BACKGROUND: Metabolic dysfunction-associated fatty liver disease (MAFLD) is a significant health issue closely associated with multiple metabolic dysfunctions. The association between MAFLD and cancer risk is yet unknown. METHODS: UK Biobank study participants were diagnosed for the presence of MAFLD at baseline. A multivariable Cox regression model was performed to examine the associations of MAFLD with incident events in 24 specific cancers.
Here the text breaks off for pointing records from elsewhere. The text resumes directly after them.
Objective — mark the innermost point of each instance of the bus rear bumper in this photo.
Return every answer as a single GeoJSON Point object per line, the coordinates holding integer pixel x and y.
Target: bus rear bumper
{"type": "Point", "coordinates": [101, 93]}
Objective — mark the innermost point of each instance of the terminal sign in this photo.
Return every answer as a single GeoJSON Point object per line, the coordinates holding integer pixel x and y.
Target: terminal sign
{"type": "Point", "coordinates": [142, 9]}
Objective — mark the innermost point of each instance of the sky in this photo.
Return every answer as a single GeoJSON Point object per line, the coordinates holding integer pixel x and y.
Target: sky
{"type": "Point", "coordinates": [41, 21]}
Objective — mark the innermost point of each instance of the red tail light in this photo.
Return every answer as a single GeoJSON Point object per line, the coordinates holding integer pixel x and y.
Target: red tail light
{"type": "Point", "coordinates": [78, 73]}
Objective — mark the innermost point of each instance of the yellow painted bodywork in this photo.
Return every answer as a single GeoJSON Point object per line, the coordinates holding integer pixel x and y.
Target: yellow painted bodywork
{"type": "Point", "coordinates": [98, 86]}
RESULTS: We included 352,911 individuals (37.2% with MAFLD), among whom 23,345 developed cancers. Compared with non-MAFLD, MAFLD was significantly associated with 10 of the 24 examined cancers, including corpus uteri (hazard ratio [HR] = 2.36, 95% CI 1.99-2.80), gallbladder (2.20, 1.14-4.23), liver (1.81, 1.43-2.28), kidney (1.77, 1.49-2.11), thyroid (1.69, 1.20-2.38), esophagus (1.48, 1.25-1.76), pancreas (1.31, 1.10-1.56), bladder (1.26, 1.11-1.43), breast (1.19, 1.11-1.27), and colorectal and anus cancers (1.14, 1.06-1.23). The associations of MAFLD with liver, esophageal, pancreatic, colorectal and anal and bladder cancers and malignant melanoma were strengthened in males, and associations with kidney, thyroid, and lung cancers were increased in females. The associations of MAFLD with the risk of liver, kidney, and thyroid cancers remained significant after further adjusting for the waist circumference or body mass index and the number of metabolic syndrome components based on the main models. The risk-increasing allele of PNPLA3 rs738409 significantly amplified the association of MAFLD with the risk of liver and kidney cancers. CONCLUSION: MAFLD is associated with an increased risk of a set of cancers, but the effect substantially varies by site. MAFLD deserves higher priority in the current scheme of cancer prevention.